Bulgarians also have patronyms as their middle name (it’s a little different from the Russian style, though, they tack on -ov for makes and -ova for females) and I once asked my counterpart what you’d use as a middle name if the father of the child ran off, or was an unfit parent or something. She thought about it and finally admitted she didn’t know. She’d never heard of anyone using anything but a patronym. (Bulgarians were weirded out by the idea that not everyone does this…that my parents just picked a middle name at random for me was crazy. BTW, non-Slavic Bulgarians, like the ethnic Turks and Roma just use their father’s name without the -ov or -ova as their patronym.)
IIRC, a rather famous literature foundling in France was dropped off on Quasimodo’s day, and took his name from that.
And speaking of famous literary, I had dear Leela in mind (though do remember that Simpsons episode).
That’s not really relevant though because the French don’t use patronyms.
I did find a book called Across Russia: from the Baltic to the Danube (1892) by Charles Augustus Stoddard, editor of the New York Observer. There’s a chapter in which he describes visiting Vospitatelny Dom, the foundling hospital of Moscow. He describes seeing the infants (whom he proclaims are as well-cared for as “infants of respectable parentage anywhere”) and claims the hospital took in 1,200 infants a month.

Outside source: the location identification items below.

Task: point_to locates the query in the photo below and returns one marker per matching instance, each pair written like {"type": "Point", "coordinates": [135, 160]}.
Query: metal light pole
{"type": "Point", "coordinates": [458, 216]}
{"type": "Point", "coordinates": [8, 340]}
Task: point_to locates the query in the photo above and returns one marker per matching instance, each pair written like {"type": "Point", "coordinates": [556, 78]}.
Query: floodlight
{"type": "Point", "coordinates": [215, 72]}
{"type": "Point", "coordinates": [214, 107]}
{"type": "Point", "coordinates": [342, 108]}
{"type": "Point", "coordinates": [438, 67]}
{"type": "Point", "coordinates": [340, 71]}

According to Stoddard, the mothers came to the hospital’s waiting-room with their baby, or send a female friend to surrender it. There they were asked (by nurses or a priest? Stoddard doesn’t say) “Has the child been baptized?” and if so, “By what name?” They registered the child under it’s baptismal name if given one. If not, the next morning the priest would baptize the baby with the name of the saint who’s day it was on the Russian calendar. The priest then gave his own name for the child’s patronymic: So a child baptized by a priest named Mikhail on St. Kyrill’s Day would be baptized Kyrill Mikhailovich.
Tell me about it. I am American, and I use my father’s last name, as most of us do. I attended university in Spain, and endured no small amount of confusion and strange looks when I turned in forms with the space for second last name left blank. I could have tacked my mother’s last name on there, but I was afraid that I would then have to endure confusion with the American university system when I tried to transfer my grades.